Se calcula que nos 20 anos de guerra dos EUA com o Afeganistão, a mais longa travada pelo Império, foram gastos mais de US$ 2 trilhões. O valor equivale a US$ 300 milhões por dia, todos os dias, durante vinte anos. O dinheiro seria suficiente para distribuir US$ 50 mil para cada um dos 40 milhões de habitantes do Afeganistão. Num cálculo mais preciso, se estima que o gasto total no conflito tenha alcançado a impressionante cifra de US$ 2,26 trilhões, várias vezes o Produto Interno Bruto (PIB) do Afeganistão de US$ 19,26 bilhões em 2019. Acreditem: os gastos da guerra em 20 anos, somente dos EUA, equivalem a 117 vezes o PIB do Afeganistão, país no qual um professor ganha de 4 a 5 cinco dólares por mês.
Além dos US$ 800 bilhões para bancar custos diretos de combate, foram gastos US$ 85 bilhões para treinamento do Exército afegão, que simplesmente virou fumaça a partir do fechamento repentino da Base Aérea de Bagram pelos norte-americanos, em julho último. Sem os ataques aéreos aos soldados talibãs, o exército regular do Afeganistão, sustentado por grosso dinheiro dos americanos, simplesmente entrou em parafuso.
Os números oficiais de vidas perdidas na guerra (que devem ser olhados com reservas, pois podem estar subestimados), mostram as abissais diferenças de recursos entre os dois lados: sucumbiram na guerra 2.500 militares norte-americanos. Do lado Afegão, foram 69 mil policiais militares, 47 mil civis e 51 mil combatentes mortos.
As cifras envolvidas na empreitada revelam as razões pelas quais a economia dos EUA não vive sem a permanente fomentação de guerras, mundo afora. O dinheiro para a matança desses quase 170.000 afegãos, fora os feridos, veio dos bancos. Pesquisadores da Brown University calculam que apenas o custo dos juros de dívida da guerra afegã possa alcançar US$ 6,5 trilhões, até a quitação da dívida. O valor representa um custo de US$ 20 mil para cada cidadão norte-americano e mostra a verdadeira simbiose entre as guerras provocadas pelos EUA e os interesses do sistema financeiro. Se morreram quase 170.000 afegãos, isso é apenas um detalhe. O importante é que a guerra irá proporcionar trilhões de retorno para o capital financeiro e fornecer uma sobrevida para um capitalismo em crise brutal.

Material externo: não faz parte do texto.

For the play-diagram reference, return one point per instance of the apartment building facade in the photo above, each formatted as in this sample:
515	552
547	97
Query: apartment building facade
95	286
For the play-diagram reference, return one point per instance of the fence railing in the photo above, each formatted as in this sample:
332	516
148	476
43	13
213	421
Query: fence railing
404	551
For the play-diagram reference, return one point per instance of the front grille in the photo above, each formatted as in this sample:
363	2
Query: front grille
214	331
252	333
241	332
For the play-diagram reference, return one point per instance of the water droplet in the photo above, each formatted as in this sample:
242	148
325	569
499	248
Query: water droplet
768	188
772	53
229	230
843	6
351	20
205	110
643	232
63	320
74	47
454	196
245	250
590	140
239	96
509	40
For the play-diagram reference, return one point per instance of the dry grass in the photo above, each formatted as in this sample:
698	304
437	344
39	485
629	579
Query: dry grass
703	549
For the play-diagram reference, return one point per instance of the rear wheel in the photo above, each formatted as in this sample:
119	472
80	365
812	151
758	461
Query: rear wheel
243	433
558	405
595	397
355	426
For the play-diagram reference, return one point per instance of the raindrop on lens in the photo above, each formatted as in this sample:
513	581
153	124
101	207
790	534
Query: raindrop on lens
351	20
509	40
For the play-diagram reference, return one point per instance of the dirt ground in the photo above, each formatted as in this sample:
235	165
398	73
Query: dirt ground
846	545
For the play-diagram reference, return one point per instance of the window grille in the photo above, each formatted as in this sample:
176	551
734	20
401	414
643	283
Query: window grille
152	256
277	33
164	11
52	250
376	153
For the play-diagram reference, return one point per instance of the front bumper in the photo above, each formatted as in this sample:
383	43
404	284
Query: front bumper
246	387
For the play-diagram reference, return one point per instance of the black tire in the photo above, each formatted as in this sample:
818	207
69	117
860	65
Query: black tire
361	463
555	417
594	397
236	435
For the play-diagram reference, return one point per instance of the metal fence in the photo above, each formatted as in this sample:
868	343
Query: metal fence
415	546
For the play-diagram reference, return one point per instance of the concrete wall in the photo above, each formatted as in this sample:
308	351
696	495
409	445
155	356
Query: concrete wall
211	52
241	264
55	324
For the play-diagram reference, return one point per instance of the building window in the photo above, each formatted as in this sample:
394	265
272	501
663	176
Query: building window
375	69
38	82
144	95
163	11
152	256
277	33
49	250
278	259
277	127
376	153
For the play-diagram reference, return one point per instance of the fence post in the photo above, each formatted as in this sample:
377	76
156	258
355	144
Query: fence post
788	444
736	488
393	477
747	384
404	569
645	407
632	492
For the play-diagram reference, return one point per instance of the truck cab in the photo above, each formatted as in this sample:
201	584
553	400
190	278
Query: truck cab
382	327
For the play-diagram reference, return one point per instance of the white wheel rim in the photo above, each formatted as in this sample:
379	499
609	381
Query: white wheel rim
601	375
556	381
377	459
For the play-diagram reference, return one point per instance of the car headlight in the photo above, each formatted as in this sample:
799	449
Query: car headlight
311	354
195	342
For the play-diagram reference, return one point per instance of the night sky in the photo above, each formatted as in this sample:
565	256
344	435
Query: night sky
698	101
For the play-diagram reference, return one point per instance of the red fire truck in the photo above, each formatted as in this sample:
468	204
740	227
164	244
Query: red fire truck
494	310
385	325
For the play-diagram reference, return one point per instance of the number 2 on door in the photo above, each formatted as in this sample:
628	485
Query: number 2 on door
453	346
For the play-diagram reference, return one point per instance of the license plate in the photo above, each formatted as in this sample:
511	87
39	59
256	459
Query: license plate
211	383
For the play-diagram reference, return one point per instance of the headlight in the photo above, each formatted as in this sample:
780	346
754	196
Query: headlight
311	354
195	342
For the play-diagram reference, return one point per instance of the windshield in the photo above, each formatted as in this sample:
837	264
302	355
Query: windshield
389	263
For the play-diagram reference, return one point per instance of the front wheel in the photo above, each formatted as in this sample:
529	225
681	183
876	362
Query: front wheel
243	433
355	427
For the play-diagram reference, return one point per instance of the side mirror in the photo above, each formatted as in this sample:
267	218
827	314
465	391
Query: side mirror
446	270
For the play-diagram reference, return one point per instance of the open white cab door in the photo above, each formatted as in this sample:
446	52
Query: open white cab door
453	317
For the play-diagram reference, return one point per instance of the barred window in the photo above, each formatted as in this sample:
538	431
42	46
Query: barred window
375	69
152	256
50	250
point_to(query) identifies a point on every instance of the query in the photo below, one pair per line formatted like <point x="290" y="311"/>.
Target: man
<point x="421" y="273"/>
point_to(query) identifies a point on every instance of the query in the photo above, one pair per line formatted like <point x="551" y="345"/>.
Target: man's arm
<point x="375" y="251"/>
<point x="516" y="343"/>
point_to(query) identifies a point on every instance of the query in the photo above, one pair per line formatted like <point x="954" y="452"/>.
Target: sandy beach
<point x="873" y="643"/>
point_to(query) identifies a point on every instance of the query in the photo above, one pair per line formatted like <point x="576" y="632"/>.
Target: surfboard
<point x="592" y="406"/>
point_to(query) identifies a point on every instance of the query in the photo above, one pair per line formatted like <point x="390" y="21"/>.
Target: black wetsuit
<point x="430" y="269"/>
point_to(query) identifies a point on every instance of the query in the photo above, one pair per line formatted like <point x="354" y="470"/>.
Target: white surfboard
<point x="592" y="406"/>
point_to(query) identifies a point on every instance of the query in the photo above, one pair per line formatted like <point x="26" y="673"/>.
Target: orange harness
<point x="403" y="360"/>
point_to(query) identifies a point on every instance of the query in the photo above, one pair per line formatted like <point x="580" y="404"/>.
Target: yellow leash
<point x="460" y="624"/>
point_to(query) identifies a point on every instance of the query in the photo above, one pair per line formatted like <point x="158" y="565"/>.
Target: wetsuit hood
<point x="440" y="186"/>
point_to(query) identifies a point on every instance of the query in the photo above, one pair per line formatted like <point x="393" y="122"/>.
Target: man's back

Além do interesse do sistema financeiro nos lucros, sustentado pelo contribuinte norte-americano e por outros povos do mundo, a guerra se explica por outros números. O PIB do Afeganistão, de US$ 19,29 bilhões, como vimos (110ª posição no mundo), não chega a 1% do que os EUA gastaram na guerra. No entanto, se calcula que a riqueza mineral do Afeganistão esteja em algo entre US$ 1 trilhão e US$ 3 trilhões. O país possui imensas reservas de cobre, lítio, cobalto, ferro, ouro, que permaneceram relativamente intocadas nas últimas décadas. Ou seja, um dos interesses dos norte-americanos no Afeganistão não é só por um verdadeiro tesouro de pedras preciosas, mas também por minérios fundamentais para a produção industrial mundial, como o ferro.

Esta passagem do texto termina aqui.